One question that arises is whether the direct HCO₃⁻ pathway via apical NBCn2 serves merely as a back-up for the indirect CO₂ pathway, which depends on the apical NHE3 and vacuolar proton pump. If so, then we would expect systemic acid-base disturbances to affect all of these transporters in parallel. However, we find that the regulation of the protein abundances of NBCn2 and NHE3 are strikingly reciprocal. Under chronic NH₄Cl-induced MAc or hypokalemic alkalosis for 2 weeks, the protein abundance of NHE3 is substantially upregulated, as is well established by previous work^21–25,29 and confirmed in this study. Conversely, the protein abundance of MCDL-NBCn2 is markedly downregulated. In contrast, under chronic NaHCO₃-induced MAlk, MCDL-NBCn2 is upregulated, whereas NHE3 is downregulated. Thus, we conclude that NBCn2 cannot be merely a back-up pathway for HCO₃^– reclamation.
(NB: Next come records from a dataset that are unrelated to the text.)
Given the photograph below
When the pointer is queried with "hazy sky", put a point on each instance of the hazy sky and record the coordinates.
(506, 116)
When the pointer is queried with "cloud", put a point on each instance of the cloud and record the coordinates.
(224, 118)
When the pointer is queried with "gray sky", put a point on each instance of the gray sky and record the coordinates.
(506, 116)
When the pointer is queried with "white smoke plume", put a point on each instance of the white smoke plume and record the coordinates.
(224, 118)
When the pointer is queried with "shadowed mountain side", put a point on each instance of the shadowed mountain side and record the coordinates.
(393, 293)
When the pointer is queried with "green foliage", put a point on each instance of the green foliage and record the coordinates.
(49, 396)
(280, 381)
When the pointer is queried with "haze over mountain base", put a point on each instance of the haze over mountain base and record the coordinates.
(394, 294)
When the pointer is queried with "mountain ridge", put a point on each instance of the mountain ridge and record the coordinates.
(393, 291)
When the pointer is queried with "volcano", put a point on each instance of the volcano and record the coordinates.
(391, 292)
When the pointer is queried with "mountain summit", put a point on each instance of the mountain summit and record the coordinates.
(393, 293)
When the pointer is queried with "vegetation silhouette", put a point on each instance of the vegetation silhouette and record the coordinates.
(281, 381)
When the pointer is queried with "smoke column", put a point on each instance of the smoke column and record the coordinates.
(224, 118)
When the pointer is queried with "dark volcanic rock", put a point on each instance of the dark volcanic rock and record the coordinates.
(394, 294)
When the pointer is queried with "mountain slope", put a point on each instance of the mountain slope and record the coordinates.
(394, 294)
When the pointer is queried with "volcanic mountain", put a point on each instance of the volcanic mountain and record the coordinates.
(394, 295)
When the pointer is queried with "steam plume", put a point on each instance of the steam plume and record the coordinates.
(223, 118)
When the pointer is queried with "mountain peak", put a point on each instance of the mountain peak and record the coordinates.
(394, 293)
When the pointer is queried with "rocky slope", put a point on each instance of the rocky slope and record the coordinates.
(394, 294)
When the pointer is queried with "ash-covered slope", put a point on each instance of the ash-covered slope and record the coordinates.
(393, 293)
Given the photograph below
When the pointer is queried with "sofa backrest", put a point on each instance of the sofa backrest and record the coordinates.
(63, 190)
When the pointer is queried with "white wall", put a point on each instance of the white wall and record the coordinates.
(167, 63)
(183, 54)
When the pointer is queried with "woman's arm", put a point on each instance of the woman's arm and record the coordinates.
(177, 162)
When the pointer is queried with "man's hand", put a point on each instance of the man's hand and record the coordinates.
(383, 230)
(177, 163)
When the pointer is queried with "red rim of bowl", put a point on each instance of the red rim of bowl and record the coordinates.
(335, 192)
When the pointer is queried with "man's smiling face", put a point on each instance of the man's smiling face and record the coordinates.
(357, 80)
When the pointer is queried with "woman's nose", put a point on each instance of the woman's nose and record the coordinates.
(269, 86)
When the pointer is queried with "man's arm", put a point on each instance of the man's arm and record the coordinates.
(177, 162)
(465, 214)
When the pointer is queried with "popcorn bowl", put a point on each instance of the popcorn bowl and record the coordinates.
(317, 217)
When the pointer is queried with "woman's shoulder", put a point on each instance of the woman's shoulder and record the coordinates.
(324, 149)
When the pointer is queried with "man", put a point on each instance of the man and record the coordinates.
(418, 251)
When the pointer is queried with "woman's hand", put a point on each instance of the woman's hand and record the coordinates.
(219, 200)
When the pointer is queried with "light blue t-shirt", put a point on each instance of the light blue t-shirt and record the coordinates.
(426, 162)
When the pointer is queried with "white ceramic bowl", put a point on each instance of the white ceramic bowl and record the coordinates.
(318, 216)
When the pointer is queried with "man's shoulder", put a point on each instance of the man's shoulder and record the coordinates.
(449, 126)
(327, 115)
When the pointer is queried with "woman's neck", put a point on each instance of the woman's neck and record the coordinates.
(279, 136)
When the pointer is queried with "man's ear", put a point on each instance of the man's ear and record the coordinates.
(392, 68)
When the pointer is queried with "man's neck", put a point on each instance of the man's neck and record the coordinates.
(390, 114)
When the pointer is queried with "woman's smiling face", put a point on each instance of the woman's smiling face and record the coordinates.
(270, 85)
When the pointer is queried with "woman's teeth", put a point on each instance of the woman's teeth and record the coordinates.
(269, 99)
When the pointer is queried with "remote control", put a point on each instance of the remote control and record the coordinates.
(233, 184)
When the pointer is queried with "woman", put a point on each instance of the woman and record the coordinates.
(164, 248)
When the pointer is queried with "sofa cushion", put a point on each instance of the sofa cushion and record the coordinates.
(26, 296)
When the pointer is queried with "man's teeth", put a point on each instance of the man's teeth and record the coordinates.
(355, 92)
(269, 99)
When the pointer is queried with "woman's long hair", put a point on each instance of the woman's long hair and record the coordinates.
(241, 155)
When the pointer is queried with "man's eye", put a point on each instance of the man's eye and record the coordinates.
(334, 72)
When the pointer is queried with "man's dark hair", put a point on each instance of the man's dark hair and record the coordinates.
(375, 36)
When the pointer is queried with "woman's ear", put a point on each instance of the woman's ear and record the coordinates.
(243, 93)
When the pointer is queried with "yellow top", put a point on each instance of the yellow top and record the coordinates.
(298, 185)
A second question that arises is whether the reciprocal regulation of MCDL-NBCn2 and NHE3 in the PT confers a functional advantage for the animal. Is it possible that the two pathways have different efficiencies for new HCO₃⁻ creation (accounting for 1%–2% of total PT acid-base traffic under physiologic conditions) on the one hand and HCO₃⁻ reclamation (accounting for the remaining 98%–99%) on the other? One approach for addressing this question is to simulate mathematically the effects of apical H⁺ extrusion versus apical HCO₃⁻ uptake. Because a reaction–diffusion model for CO₂/HCO₃⁻ and various buffers does not exist for PTs, we adapt an existing Xenopus oocyte model,^34,35 with the goal of providing a proof of principle. As outlined in Supplemental Figure 2, we simulate three models: (1) extrusion of H⁺ across a cell membrane, (2) uptake of the same amount of HCO₃⁻, or (3) uptake of half that amount of CO₃⁼ (i.e., same number of acid-base equivalents). Note that both NHE3 and NBCn2 are energized by the coupled influx of one Na⁺, and carry the same number of acid-base equivalents. For each model, we compute the fraction of acid-base transport across the membrane used to (1) titrate the weak base A^– (a surrogate for non-HCO₃ buffers like NH₃ and HPO₄²⁻) to its conjugate weak acid HA (e.g., H₂PO₄⁻) in a thin layer of extracellular fluid near the membrane, and (2) reclaim HCO₃⁻ from this same thin layer. Also, for each model, we perform simulations at two values of bulk extracellular pH (pH_o), 7.50 (standard oocyte pH_o, mimicking luminal pH near the beginning of the PT) and 7.10 (mimicking luminal pH further down the PT), and at two values of the extracellular surface CA acceleration factor (A_os), 25,000 (extremely high A_os that approximates erythrocyte cytoplasm) and 150 (approximating the surface of the control Xenopus oocyte).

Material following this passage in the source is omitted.